Delegates vote at last year's General Assembly. (Nancy Pierce/UUA)

Follow major developments at the General Assembly of the Unitarian Universalist Association of Congregations, June 21-25 in St. Louis, right here at uuworld.org.

I'll be filing daily reports to the magazine’s General Assembly Blog; you can also keep up by using the GA blog’s feed. For extended coverage of GA events and workshops, including audio and video of major programs, please see the General Assembly section at UUA.org.

What’s new at this year’s General Assembly? Don Skinner’s report highlights the new Wednesday-through-Sunday schedule, the introduction of a voluntary environmental impact fee, the first-ever “UU University” mini-conference for congregational leaders (June 20-21), and proposed changes to the Assembly’s resolutions process. (Learn more about the $6 carbon offset fee and other aspects of the greening of GA at UUA.org.)

The business agenda contains most of the items delegates will be voting on—including a proposal to extend the duration of the "study/action issue" process and to require more congregational buy-in for denominational Statements of Conscience. (The current process involves two years of congregational input, but very few congregations have participated in recent years.)

This year the Assembly will vote on three resolutions in the study/action process.
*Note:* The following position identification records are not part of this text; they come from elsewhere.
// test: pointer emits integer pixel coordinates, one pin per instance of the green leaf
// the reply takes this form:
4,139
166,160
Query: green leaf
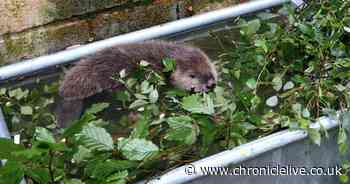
261,43
82,154
342,142
118,178
78,125
169,65
26,110
7,147
44,135
251,83
198,104
137,103
19,93
146,87
345,120
73,181
153,96
277,83
251,27
272,101
96,138
104,168
315,136
182,129
141,128
137,149
306,29
39,175
344,178
96,108
11,172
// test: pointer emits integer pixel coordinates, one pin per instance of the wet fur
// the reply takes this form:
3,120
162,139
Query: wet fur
92,74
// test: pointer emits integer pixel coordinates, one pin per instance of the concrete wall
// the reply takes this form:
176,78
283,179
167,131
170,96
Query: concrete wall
30,28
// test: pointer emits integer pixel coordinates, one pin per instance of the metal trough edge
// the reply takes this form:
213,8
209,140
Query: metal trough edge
240,153
36,64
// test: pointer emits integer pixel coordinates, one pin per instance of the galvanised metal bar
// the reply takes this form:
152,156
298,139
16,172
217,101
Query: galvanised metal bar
239,154
4,132
32,65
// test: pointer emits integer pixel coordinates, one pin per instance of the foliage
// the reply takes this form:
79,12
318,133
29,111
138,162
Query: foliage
276,76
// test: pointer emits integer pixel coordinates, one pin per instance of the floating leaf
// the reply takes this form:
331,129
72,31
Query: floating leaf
122,73
82,154
144,63
96,108
96,138
169,64
272,101
315,136
261,43
251,27
153,96
138,103
288,85
251,83
277,83
26,110
182,129
306,113
198,104
44,135
137,149
118,178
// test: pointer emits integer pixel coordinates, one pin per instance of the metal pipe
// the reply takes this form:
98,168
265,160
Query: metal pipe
4,132
32,65
239,154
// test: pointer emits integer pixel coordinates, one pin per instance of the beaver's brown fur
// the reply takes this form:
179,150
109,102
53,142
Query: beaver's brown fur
92,74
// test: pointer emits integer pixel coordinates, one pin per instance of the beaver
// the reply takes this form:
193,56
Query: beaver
93,74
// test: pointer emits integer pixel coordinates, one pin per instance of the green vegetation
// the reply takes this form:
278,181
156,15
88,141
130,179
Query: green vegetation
277,76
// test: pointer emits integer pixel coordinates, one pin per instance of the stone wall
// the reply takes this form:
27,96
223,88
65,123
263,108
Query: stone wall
30,28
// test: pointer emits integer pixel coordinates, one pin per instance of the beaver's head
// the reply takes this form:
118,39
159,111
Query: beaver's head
194,71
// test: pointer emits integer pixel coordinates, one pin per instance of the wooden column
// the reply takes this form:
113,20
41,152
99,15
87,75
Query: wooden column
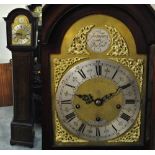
6,97
22,125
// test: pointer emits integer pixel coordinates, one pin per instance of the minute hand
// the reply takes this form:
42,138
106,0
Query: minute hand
110,95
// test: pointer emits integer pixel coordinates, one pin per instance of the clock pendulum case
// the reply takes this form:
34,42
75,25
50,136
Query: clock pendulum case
97,83
21,41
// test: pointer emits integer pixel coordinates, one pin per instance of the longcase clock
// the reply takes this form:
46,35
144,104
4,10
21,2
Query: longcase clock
96,75
21,41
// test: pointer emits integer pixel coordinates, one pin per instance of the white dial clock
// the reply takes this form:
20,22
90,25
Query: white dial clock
97,100
98,40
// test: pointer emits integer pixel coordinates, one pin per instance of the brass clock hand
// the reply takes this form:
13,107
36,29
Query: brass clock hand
87,98
110,95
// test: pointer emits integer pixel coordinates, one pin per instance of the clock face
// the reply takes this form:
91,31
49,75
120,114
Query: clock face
97,100
21,35
98,40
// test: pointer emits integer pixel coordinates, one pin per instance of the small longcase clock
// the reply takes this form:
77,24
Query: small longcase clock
21,30
95,78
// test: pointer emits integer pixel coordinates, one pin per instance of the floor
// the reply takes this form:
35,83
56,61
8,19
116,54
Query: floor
6,114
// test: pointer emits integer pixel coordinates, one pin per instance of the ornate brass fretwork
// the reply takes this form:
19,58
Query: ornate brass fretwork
79,44
118,44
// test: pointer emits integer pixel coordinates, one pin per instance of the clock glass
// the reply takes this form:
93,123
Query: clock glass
97,100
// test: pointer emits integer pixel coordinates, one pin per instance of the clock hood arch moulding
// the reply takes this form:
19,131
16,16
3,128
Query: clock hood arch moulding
57,19
10,19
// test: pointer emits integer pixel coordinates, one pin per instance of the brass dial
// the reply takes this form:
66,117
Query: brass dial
98,100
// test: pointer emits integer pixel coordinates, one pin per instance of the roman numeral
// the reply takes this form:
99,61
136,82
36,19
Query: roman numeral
82,73
114,127
125,116
125,86
97,132
82,127
115,73
98,69
70,86
130,101
66,102
70,116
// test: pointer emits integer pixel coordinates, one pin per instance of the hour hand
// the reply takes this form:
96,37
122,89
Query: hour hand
87,98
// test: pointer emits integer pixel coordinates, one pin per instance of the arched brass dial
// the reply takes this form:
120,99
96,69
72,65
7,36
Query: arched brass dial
97,100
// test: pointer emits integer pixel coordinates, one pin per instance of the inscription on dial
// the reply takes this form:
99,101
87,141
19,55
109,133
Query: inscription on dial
98,40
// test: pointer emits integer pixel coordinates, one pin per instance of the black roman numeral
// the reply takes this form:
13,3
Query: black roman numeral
82,73
130,101
70,116
125,116
97,132
66,102
114,127
125,86
98,69
70,86
82,127
115,73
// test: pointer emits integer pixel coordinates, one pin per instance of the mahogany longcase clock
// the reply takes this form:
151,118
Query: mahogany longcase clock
21,41
97,76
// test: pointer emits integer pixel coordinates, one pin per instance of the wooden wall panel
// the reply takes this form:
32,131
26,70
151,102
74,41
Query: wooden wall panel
6,97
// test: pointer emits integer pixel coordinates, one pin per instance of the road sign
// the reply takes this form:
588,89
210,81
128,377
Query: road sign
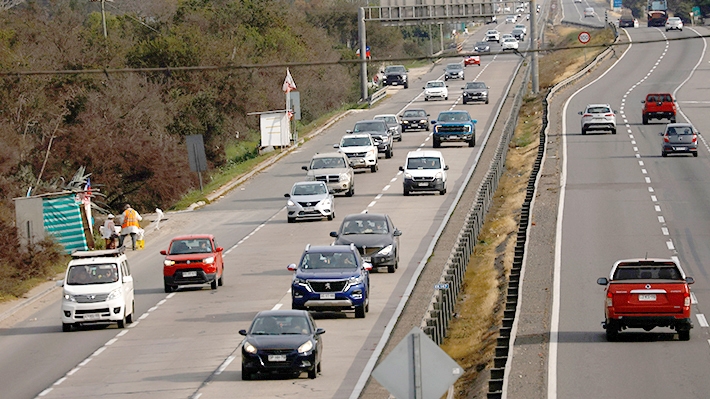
417,368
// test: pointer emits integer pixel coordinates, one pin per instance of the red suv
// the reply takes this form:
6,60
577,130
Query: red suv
192,259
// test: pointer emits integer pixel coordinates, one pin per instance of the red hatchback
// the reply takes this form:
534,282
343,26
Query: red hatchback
192,259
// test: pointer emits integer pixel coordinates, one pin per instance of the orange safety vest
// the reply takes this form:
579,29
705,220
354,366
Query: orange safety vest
130,218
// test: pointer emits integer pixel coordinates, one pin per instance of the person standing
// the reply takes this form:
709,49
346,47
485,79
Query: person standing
130,225
109,232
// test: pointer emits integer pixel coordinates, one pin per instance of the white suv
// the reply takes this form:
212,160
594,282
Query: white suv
598,117
360,149
98,288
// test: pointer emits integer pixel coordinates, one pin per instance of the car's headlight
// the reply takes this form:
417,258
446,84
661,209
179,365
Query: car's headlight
386,250
249,348
306,347
115,294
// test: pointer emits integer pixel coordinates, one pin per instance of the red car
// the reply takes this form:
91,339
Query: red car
472,60
192,259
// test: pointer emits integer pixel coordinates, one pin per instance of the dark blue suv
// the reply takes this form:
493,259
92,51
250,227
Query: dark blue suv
331,278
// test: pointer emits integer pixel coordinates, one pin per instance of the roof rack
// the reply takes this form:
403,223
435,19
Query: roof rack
100,253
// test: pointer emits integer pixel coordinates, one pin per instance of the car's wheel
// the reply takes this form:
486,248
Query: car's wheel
360,312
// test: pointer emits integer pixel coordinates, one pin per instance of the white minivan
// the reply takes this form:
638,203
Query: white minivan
98,288
424,171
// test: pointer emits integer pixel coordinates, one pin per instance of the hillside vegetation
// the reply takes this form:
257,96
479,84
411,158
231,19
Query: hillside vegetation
128,129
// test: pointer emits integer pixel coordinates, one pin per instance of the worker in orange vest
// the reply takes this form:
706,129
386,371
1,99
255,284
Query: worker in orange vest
130,225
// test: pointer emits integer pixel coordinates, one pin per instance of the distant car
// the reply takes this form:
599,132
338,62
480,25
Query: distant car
509,43
193,259
310,200
375,237
482,47
331,278
380,133
598,117
471,60
393,124
493,35
282,341
674,23
475,91
680,138
454,71
435,89
360,149
415,119
334,169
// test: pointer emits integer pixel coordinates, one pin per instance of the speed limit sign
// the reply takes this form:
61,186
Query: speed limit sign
584,37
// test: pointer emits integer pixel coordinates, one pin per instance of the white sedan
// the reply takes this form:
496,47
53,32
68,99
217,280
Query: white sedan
509,43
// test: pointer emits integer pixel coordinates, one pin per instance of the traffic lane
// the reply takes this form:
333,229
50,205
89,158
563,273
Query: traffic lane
640,230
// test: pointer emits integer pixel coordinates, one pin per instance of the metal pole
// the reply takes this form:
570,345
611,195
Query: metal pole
534,48
363,53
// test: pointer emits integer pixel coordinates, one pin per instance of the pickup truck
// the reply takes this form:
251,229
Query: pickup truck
454,126
647,293
658,106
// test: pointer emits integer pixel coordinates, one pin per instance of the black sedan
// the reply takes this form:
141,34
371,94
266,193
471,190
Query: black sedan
282,342
375,237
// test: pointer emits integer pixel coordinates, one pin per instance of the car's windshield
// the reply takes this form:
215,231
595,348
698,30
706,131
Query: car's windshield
454,117
328,260
278,325
369,127
424,163
395,69
328,163
364,226
355,141
92,274
414,114
475,85
309,189
191,246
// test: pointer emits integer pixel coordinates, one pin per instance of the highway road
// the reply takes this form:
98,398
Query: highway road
621,199
185,344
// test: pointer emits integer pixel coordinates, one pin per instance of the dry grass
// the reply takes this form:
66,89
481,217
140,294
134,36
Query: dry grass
472,333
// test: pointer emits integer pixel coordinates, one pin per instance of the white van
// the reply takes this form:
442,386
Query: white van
424,171
98,288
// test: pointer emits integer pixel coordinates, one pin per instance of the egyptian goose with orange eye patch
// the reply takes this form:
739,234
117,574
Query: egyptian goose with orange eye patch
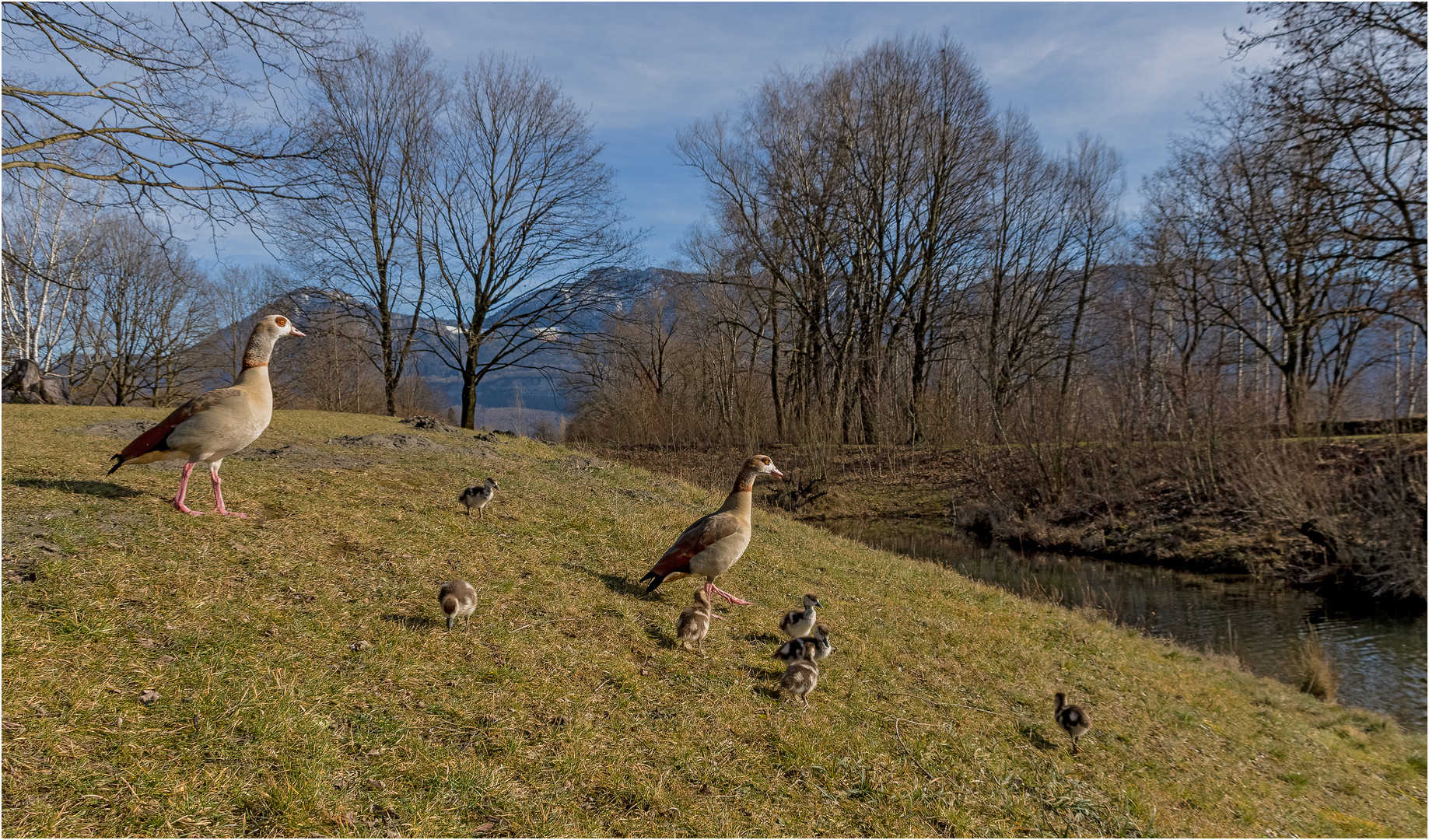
800,676
219,423
713,543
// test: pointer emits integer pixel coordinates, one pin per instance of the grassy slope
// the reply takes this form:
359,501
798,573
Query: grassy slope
566,710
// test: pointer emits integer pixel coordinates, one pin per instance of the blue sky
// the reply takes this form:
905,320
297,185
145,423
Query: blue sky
1130,72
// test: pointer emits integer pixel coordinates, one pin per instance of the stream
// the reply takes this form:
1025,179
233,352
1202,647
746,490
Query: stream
1378,652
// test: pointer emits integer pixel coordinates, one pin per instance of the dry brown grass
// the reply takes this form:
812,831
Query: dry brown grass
1319,677
568,709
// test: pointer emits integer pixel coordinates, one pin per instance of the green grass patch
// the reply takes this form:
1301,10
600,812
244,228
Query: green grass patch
566,708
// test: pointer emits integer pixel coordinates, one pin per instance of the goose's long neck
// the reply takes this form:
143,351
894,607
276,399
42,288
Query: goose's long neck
254,360
742,498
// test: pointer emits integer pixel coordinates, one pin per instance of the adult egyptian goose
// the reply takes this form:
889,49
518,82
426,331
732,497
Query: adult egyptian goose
1072,719
478,496
713,543
800,676
695,621
792,650
219,423
799,623
457,599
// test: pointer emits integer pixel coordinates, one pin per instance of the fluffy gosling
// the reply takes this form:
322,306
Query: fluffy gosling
800,676
797,623
478,496
1072,719
792,650
457,600
695,621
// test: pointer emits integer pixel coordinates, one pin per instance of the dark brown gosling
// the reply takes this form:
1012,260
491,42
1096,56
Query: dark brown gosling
1072,719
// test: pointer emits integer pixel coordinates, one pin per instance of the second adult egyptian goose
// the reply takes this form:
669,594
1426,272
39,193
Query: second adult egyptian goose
713,543
219,423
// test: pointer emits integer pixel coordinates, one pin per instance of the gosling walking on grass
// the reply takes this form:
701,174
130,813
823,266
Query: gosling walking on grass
478,496
457,600
792,650
799,623
800,676
695,621
1072,719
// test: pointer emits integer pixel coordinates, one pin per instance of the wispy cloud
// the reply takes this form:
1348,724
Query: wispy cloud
1128,72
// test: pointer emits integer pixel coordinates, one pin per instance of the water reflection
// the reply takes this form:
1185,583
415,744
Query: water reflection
1379,653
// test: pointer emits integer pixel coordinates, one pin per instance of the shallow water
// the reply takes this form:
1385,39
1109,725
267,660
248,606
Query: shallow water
1379,653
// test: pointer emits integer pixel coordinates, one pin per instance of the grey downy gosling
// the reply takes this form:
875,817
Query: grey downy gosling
1072,719
457,600
478,496
799,623
792,650
800,676
695,621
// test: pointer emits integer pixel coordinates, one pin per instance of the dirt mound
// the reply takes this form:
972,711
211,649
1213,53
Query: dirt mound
398,442
428,422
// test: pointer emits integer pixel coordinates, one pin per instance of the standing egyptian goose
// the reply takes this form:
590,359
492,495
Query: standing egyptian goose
800,676
695,621
478,496
799,623
713,543
792,650
219,423
1072,719
457,599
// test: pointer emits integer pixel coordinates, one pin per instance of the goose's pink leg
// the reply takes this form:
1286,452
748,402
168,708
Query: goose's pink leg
218,496
710,587
184,489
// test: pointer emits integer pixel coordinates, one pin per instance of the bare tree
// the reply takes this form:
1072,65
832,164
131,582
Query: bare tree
47,240
1350,78
143,319
166,105
363,227
1285,279
236,300
525,215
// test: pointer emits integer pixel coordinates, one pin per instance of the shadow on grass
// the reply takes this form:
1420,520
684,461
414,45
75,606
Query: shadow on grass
660,636
762,636
771,691
416,621
612,582
102,489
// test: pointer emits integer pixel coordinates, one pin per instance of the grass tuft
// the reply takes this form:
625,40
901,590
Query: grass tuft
1319,677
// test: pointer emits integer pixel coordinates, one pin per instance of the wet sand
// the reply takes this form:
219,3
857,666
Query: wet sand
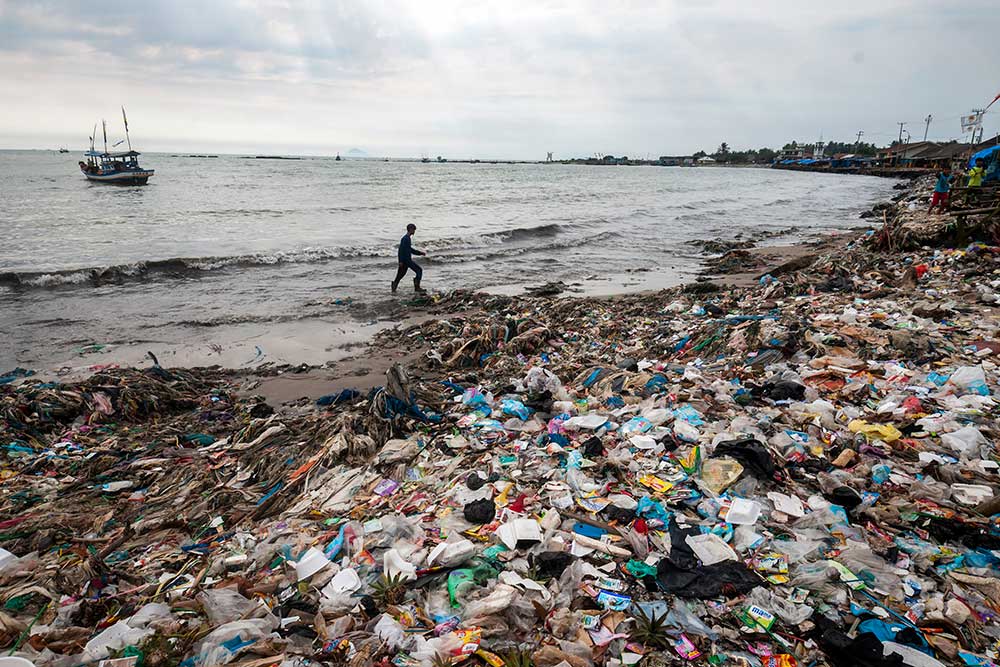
365,367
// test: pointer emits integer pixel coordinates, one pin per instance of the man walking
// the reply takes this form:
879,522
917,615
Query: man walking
976,174
406,252
939,198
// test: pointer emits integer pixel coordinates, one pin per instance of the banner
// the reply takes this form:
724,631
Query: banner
972,122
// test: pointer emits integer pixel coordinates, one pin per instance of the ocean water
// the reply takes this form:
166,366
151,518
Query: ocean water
210,246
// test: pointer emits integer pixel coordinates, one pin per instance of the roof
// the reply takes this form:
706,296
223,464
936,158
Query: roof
983,154
944,151
121,154
917,145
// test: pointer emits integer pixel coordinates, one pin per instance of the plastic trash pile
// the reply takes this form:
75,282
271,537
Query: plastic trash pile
798,473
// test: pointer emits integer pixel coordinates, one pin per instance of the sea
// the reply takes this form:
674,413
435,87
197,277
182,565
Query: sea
241,261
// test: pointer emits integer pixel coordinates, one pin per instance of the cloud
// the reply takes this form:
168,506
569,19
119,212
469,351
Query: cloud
491,79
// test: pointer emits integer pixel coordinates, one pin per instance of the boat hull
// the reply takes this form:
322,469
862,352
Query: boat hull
121,177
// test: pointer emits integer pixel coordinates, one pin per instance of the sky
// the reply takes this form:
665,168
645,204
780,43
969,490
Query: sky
505,80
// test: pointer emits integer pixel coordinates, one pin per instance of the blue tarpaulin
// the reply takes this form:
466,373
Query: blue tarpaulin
983,154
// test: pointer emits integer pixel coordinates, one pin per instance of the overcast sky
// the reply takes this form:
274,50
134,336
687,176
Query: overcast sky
505,79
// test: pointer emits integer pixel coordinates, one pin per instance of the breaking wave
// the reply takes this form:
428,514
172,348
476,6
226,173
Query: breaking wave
491,244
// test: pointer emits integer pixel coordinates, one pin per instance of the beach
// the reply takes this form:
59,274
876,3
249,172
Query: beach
217,259
504,477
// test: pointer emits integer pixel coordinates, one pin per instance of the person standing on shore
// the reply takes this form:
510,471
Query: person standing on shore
942,189
405,256
976,174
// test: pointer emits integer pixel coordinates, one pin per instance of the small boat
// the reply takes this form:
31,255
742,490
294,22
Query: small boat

A resolution on global warming (page 12 in the Final Agenda) comes to the end of the two-year study/action process and will be presented as a Statement of Conscience. A study/action issue introduced last year on moral values in a pluralistic society comes up for renewal this year. And, somewhat surprisingly, only one new proposed study/action issue made it onto the agenda for consideration this year (page 10 in the Final Agenda.) It asks:

Should the Unitarian Universalist Association reject the use of any and all kinds of violence and war to resolve disputes between peoples and nations and adopt a principle of seeking just peace through nonviolent means?

That promises to generate some lively conversation.

Another innovation this year will be open discussions during plenary sessions of major issues selected by congregations. These aren’t business or action items, but an opportunity for congregational representatives to discuss issues facing their communities. UUA moderator Gini Courter asked congregations for input about this new initiative earlier this year, and she has set aside time in three plenary sessions to discuss these questions:

  • What are the common traits of our growing congregations? What are the common traits of those with stagnant or declining membership?
  • What do we need to teach—as best we can—to children and youth and new members?
  • Why are many of us unable to tell others about the importance of church in our lives?
Finally, there are many intriguing workshops on the schedule, but one is sure to draw a crowd: the Commission on Appraisal’s session asking for input on its review of the UUA’s Principles, Sources, and Purposes. The Commission announced in April that it will lead a denomination-wide review of the UUA’s governing covenant, which the UUA’s bylaws require at least every 15 years.